Looks a little like a heart in an autopsy tray.
I brought the water to a boil and then turned it WAY way down, to minimize boil-over risk. I steamed it for 12 minutes, flipped it over they steamed for another 12 minutes.
The first placenta I prepared according to TCM started out the size of a salad plate and was about the size of my fist after I boiled it over. It should cook down a little bit, but not THAT much. After it cooled a bit, I removed the membranes and I cut it into little chunks. It was much easier to cut than the raw one (which, in restrospect, would have been better served by a good pair of kitchen shears than a knife).
I placed it on the dehydrator tray and set it for ~150 degrees. Basically, anything above 140 is fine. Anything below that temperature will not inhibit the growth of bacteria, and so...y'know...yuck.

Now, the part about TCM preparation that you don't hear about a lot is that the mom is supposed to drink the broth created by the steaming process. So...I strained the herbs and pepper out, poured a big steaming cup of placenta tea, put some honey in it and gave it a try!

And the verdict is...HOLY SHIT THAT'S SPICY!

Oh yeah...hot pepper...Damn. It was not expecting that at all. It really wasn't bad, per se...just...that was a lot of ginger and hot pepper and I was drinking it. I did manage to drink about a cup of it before it was just too spicy to continue. The taste definitely grew on me, but I froze the rest in an ice cube tray and plan to use it a cube or two at a time, diluted and (heavily) honeyed, during my cycle.

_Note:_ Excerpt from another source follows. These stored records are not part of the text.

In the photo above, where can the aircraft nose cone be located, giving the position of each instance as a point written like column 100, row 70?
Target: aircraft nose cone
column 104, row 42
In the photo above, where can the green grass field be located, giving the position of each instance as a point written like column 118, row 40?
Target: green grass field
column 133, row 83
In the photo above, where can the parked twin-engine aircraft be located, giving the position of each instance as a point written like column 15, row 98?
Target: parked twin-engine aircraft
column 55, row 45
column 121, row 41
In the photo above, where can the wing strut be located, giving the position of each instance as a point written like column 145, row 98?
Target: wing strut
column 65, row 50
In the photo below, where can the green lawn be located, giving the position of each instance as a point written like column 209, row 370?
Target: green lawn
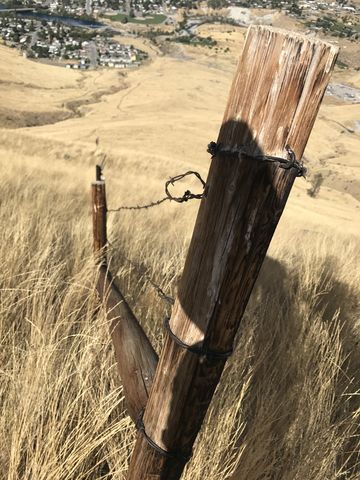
column 153, row 20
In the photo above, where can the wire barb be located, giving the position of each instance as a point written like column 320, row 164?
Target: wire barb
column 284, row 163
column 188, row 195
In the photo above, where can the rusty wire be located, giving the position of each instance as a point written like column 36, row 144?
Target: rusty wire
column 188, row 195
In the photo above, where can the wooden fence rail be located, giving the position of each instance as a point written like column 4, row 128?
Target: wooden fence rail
column 135, row 356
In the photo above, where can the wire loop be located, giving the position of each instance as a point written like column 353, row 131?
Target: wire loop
column 188, row 195
column 284, row 163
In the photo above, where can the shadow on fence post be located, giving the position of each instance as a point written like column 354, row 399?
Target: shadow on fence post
column 135, row 356
column 275, row 96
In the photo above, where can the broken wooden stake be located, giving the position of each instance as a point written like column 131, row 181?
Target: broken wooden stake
column 135, row 356
column 274, row 99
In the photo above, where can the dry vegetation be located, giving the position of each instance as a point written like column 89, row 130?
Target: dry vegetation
column 287, row 407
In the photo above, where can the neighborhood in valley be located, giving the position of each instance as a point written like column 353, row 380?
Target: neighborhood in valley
column 79, row 33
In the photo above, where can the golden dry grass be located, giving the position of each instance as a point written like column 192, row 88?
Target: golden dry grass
column 287, row 406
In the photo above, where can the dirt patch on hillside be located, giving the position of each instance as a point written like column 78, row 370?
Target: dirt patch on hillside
column 20, row 119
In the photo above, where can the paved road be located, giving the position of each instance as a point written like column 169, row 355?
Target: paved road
column 88, row 7
column 92, row 54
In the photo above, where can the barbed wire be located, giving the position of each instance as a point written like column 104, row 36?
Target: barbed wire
column 284, row 163
column 188, row 195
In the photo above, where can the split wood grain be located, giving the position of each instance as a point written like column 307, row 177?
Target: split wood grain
column 274, row 99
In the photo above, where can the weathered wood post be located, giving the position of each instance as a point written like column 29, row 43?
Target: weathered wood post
column 274, row 99
column 135, row 356
column 99, row 217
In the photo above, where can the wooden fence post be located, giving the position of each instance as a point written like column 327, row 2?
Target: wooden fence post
column 274, row 99
column 99, row 217
column 135, row 356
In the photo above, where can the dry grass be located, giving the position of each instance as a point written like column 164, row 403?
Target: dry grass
column 287, row 407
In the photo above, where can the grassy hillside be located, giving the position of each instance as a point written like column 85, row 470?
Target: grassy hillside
column 287, row 407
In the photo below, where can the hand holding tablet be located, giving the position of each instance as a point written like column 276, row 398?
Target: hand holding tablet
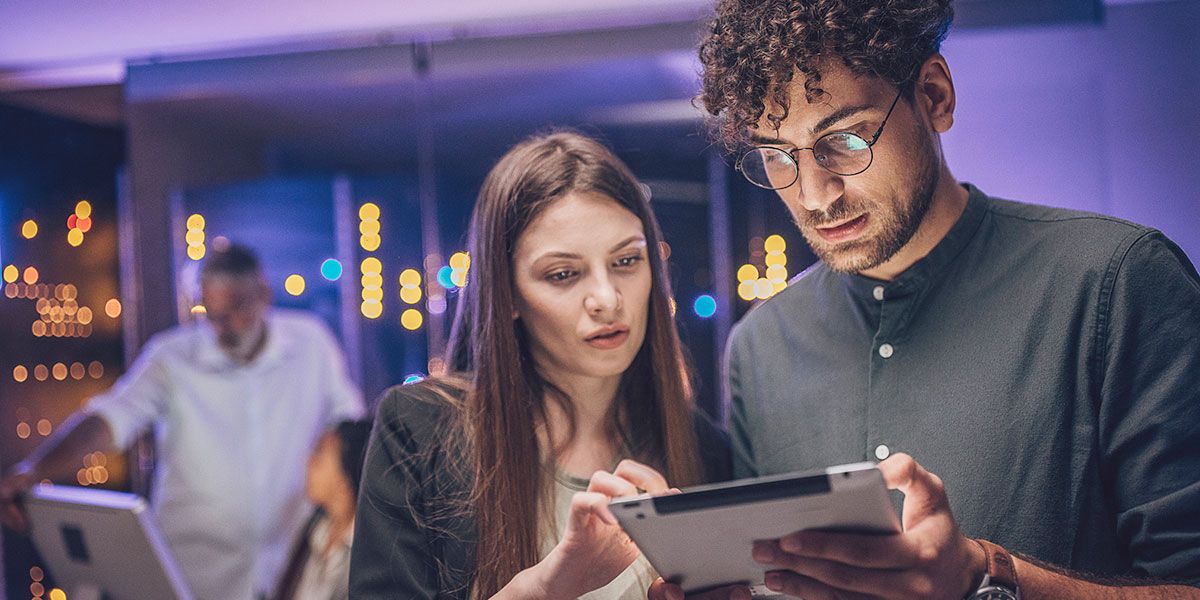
column 703, row 538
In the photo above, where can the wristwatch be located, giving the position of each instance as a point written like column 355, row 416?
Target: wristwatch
column 1000, row 580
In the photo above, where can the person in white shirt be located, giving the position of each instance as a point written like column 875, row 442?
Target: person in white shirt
column 237, row 401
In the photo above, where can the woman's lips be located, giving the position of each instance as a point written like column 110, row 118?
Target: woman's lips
column 609, row 341
column 844, row 232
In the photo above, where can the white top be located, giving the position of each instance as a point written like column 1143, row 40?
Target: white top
column 629, row 585
column 327, row 576
column 233, row 442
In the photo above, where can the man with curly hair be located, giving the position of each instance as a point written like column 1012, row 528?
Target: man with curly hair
column 1041, row 360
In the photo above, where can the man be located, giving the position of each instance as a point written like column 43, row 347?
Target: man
column 1042, row 361
column 238, row 402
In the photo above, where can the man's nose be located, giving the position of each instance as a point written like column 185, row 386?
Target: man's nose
column 815, row 189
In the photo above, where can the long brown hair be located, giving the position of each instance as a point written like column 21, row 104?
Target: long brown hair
column 504, row 406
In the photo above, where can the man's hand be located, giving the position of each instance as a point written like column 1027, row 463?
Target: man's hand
column 930, row 559
column 12, row 515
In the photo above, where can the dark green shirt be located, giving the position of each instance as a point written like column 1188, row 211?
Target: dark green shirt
column 1044, row 363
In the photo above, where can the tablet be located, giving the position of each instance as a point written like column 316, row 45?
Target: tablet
column 100, row 544
column 703, row 537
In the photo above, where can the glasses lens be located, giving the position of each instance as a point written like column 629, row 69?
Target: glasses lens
column 768, row 167
column 844, row 154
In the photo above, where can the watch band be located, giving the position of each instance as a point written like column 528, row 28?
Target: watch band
column 1001, row 569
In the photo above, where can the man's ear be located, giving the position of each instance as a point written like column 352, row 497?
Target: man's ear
column 935, row 93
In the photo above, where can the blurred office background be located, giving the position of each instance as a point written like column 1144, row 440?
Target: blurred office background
column 346, row 143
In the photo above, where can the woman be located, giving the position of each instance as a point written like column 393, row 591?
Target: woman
column 477, row 485
column 319, row 562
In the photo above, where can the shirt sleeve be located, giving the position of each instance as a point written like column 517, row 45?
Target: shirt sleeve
column 1150, row 405
column 737, row 395
column 394, row 553
column 138, row 399
column 345, row 397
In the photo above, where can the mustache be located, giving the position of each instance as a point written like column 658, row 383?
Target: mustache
column 840, row 210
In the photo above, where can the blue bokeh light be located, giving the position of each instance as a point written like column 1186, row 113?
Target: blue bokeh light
column 444, row 277
column 331, row 269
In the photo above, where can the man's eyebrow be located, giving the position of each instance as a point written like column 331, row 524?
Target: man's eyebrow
column 823, row 124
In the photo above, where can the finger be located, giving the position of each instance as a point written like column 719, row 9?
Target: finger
column 923, row 491
column 586, row 505
column 642, row 475
column 877, row 582
column 795, row 585
column 877, row 551
column 611, row 485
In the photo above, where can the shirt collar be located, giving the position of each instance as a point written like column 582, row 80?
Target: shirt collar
column 943, row 253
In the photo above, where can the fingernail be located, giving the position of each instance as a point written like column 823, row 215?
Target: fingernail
column 773, row 581
column 763, row 553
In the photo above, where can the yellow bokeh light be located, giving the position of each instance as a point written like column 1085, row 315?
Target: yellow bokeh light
column 372, row 309
column 369, row 228
column 412, row 319
column 294, row 285
column 409, row 277
column 370, row 243
column 411, row 294
column 193, row 238
column 763, row 288
column 460, row 261
column 774, row 244
column 369, row 211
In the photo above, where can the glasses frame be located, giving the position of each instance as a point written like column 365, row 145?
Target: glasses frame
column 796, row 167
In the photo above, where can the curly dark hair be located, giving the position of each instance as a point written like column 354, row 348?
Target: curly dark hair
column 756, row 47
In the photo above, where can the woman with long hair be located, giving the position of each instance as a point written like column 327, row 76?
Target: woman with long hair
column 564, row 363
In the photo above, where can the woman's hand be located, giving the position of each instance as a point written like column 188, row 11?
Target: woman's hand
column 594, row 549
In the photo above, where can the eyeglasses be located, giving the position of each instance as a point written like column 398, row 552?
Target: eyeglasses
column 840, row 153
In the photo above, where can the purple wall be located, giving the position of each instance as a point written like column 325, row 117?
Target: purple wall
column 1093, row 118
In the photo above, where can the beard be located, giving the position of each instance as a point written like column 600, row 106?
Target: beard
column 894, row 222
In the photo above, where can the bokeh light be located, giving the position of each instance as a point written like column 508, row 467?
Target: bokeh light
column 412, row 319
column 331, row 269
column 294, row 285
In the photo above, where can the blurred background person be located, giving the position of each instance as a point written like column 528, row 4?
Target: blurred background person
column 568, row 364
column 237, row 402
column 319, row 564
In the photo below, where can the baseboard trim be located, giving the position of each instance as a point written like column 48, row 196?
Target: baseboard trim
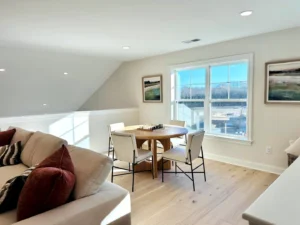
column 247, row 164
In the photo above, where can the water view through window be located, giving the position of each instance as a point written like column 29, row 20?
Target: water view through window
column 214, row 98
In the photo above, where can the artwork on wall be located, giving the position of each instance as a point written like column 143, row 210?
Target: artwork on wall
column 283, row 82
column 152, row 88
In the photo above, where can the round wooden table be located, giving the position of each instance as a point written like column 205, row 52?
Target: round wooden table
column 162, row 135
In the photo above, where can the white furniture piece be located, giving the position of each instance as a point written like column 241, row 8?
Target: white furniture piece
column 187, row 155
column 126, row 150
column 279, row 204
column 96, row 201
column 111, row 128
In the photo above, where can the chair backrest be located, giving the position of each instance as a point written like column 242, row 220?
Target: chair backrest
column 115, row 127
column 179, row 123
column 124, row 145
column 194, row 144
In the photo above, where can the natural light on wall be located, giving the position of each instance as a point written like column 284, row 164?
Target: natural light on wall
column 215, row 95
column 74, row 128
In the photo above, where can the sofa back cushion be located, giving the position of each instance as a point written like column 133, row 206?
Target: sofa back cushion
column 91, row 170
column 20, row 135
column 39, row 147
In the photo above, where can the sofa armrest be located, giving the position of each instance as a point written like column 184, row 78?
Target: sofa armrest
column 111, row 205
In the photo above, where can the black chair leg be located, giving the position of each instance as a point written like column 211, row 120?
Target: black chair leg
column 152, row 169
column 112, row 174
column 112, row 169
column 203, row 164
column 132, row 177
column 162, row 169
column 192, row 171
column 108, row 153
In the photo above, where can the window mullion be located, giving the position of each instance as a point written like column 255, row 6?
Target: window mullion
column 207, row 100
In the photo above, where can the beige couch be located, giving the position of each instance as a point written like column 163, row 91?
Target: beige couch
column 96, row 200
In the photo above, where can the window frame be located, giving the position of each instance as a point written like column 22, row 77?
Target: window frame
column 207, row 64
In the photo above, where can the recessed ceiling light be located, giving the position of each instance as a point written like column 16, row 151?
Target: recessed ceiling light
column 191, row 41
column 246, row 13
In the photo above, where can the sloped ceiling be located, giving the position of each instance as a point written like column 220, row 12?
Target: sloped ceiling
column 43, row 39
column 33, row 78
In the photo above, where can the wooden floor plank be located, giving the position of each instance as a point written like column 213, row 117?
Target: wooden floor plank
column 221, row 200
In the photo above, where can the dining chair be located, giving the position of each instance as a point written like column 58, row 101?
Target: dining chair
column 178, row 140
column 125, row 149
column 188, row 155
column 111, row 128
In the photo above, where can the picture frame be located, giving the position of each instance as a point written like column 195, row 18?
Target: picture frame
column 282, row 82
column 152, row 89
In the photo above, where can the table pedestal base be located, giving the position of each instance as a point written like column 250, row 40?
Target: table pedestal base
column 146, row 165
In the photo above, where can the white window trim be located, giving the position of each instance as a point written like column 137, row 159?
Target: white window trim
column 249, row 57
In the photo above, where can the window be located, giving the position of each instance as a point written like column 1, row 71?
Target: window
column 215, row 96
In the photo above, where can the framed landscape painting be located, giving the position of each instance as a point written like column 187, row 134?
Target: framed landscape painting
column 283, row 82
column 152, row 88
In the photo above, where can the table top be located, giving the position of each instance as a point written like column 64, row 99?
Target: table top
column 165, row 133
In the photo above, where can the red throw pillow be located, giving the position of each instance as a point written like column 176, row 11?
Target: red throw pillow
column 6, row 136
column 48, row 186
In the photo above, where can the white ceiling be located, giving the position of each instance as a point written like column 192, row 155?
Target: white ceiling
column 39, row 40
column 36, row 77
column 150, row 27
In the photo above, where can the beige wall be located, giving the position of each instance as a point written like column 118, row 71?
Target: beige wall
column 272, row 125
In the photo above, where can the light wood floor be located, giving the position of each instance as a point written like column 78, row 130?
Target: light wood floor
column 228, row 192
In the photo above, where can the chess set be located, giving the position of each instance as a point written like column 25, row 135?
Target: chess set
column 151, row 127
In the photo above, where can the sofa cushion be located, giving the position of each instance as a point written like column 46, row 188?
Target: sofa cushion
column 6, row 137
column 8, row 218
column 21, row 135
column 8, row 172
column 39, row 147
column 10, row 154
column 91, row 170
column 10, row 192
column 48, row 186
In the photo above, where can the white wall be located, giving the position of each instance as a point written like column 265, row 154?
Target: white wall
column 93, row 125
column 273, row 125
column 36, row 76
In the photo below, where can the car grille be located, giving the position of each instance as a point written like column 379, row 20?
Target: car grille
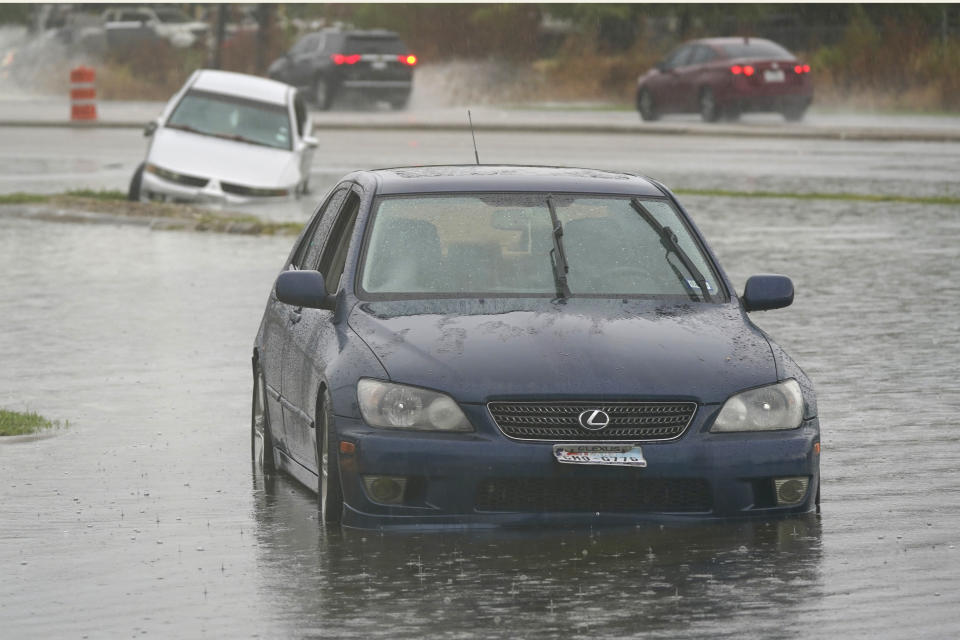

Back to the dehydrator! It ran for about 20 hours. Here is the end result:

A cord dehydrated fresh will be more of a tan translucent color after dehydrating. You can see the blood vessels better in a more translucent cord, but this one is really beautiful if you hold it up to the light.

After dehydrating, I put the dried placenta into a blender. It made a great deal of noise. And powder flies out like crazy. I would recommend putting a piece of parchment paper or Saran Wrap under the lid of the blender to keep the dust to a minimum, since I am pretty sure no one wants to breathe powdered placenta.

It turned out like this:

I loaded the capsule filler:

Scooped a heaping tablespoon of powder in:
Filled and tamped down the capsules:
Put the tops on:
And ejected the capsules into the waiting bin:
Malcolm's placenta yielded 73 capsules, which is a pretty skimpy number. Lucy's made 108, also a pretty small-ish number, though more in the range of average. I'm wondering if TCM preparation reduces the yield of capsules, since they were both pretty similar in size to begin with. The other TCM prepared placenta I did only yielded 86 capsules...though that may have had something to do with the fact that I boiled it to within an inch of its life. Or perhaps past an inch of its life. It was bad. At least I wasn't charging her for it.
See? Nothing gross about this!

I wish I had separated the raw from the TCM capsules, but I just went on autopilot and they all ended up in the same bin. I popped two of these suckers today, just to see what (if any) effect there would be. I felt a definite mood boost, though no difference in energy. The placenta broth/tea gave me a burst of energy.

So now I have two cord keepsakes...and what does one do with dried umbilical cords? Lucy really wants to keep hers, and I am inclined to let her. It is her cord, after all. Malcolm could care less, I'm sure. Maybe a shadow box? They are actually really pretty. Especially, I imagine, if you don't really know what they are.